Space charge field formation (Esc) is the crucial process for photorefractivity, since both the index contrast and the response time of photorefractive (PR) grating are closely related with the strength of Esc. The PR effect refers to spatial modulation of refractive index via space charge field formation and electro-optic (EO) nonlinearity, which are strongly influenced by the components of polymeric composites such as sensitizer, photoconducting polymer, and non-linear optic (NLO) chromophore. In particular, the spatially varying charge distribution responsible for Esc formation depends on photoconductivity, including the dynamics of charge generation, transport, trapping, and detrapping in the materials. Therefore, in this thesis, we investigate the influence of key parameters for PR performance on the space charge field formation and discuss the effect of space charge field on the dynamic and steady-state photorefractivity in polymeric composite.

In Part I, we reported the influence of sensitizers and photoconducting polymers on the photorefractivity and synthesized a new photoconducting polymers containing covalently attached Ru complex as a photosensitizer. The strength of space charge field was strongly dependent of the photo-charge generation efficiency of the charge transfer complex formed between sensitizer and photoconducting polymer. The refractive index modulation was enhanced as the space charge field increased and the PR grating buildup rate sped up with increasing the photoconductivity. New photoconducting polymers showed the high photoconductive properties through the presence of their lowest MLCT energy.

In Part II, we reported the effect of chromophore content on the space charge formation. The chromophore is expected to act as a trap for hole transport in the matrix when the chromophore has lower ionization potential as compared with the hole transporting material. The charge transport dynamics influenced by the presence of the trap molecules control the formation of Esc via charge trapping, detrapping, and recombination. All experimental data are in excellent agreement with the predictions calculated from our modified Schildkraut differential equation.

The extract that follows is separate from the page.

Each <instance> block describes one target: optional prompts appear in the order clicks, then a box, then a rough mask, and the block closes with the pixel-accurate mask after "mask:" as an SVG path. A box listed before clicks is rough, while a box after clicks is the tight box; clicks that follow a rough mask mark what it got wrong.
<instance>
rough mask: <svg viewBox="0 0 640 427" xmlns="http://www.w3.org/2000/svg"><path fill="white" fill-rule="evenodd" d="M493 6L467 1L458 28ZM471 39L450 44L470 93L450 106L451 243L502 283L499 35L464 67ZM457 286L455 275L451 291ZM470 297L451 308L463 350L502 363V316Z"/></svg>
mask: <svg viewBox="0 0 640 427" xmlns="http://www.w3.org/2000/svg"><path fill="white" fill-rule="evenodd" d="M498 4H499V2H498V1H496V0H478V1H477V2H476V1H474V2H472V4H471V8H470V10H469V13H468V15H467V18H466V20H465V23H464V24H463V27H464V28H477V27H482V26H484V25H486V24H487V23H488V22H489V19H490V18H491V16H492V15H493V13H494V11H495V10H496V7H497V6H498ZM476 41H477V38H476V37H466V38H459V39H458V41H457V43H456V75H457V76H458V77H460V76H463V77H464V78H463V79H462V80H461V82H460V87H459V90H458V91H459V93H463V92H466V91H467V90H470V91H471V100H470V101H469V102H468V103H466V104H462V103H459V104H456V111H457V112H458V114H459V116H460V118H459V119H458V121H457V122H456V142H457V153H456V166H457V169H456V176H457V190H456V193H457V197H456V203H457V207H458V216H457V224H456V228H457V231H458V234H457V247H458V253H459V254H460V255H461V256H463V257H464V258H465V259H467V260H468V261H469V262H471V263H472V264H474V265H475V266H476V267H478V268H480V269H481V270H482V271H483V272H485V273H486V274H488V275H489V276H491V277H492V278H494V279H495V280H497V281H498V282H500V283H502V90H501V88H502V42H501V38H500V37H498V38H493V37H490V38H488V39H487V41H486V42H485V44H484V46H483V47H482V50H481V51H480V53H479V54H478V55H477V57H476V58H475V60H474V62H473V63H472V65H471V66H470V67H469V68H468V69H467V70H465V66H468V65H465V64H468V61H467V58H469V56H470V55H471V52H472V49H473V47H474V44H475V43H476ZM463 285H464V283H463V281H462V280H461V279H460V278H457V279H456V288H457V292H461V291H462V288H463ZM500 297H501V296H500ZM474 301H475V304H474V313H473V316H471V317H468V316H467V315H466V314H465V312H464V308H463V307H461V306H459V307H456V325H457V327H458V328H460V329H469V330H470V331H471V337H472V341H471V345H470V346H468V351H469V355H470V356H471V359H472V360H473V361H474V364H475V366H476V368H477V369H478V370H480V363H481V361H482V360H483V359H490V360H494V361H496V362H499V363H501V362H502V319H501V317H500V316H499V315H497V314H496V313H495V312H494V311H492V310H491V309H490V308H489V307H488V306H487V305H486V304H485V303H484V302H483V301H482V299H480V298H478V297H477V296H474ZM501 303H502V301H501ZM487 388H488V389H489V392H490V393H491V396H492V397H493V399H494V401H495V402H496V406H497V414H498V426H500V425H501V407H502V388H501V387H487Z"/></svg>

In Part III, we reported the temperature dependence of the grating formation. For polymeric PR materials, the temperature is one of the most important factors together with the external electric field, because it is closely related on charge generation, transport, EO effect, and so on. Above glass transition temperature, the space charge field decreased linearly with increasing temperature due to a decrease in the photo-charge generation efficiency and an increase in the hole detrapping by the dark conductivity. A decrease in diffraction efficiency was explained with the decrement of the strength of space charge field and birefringence.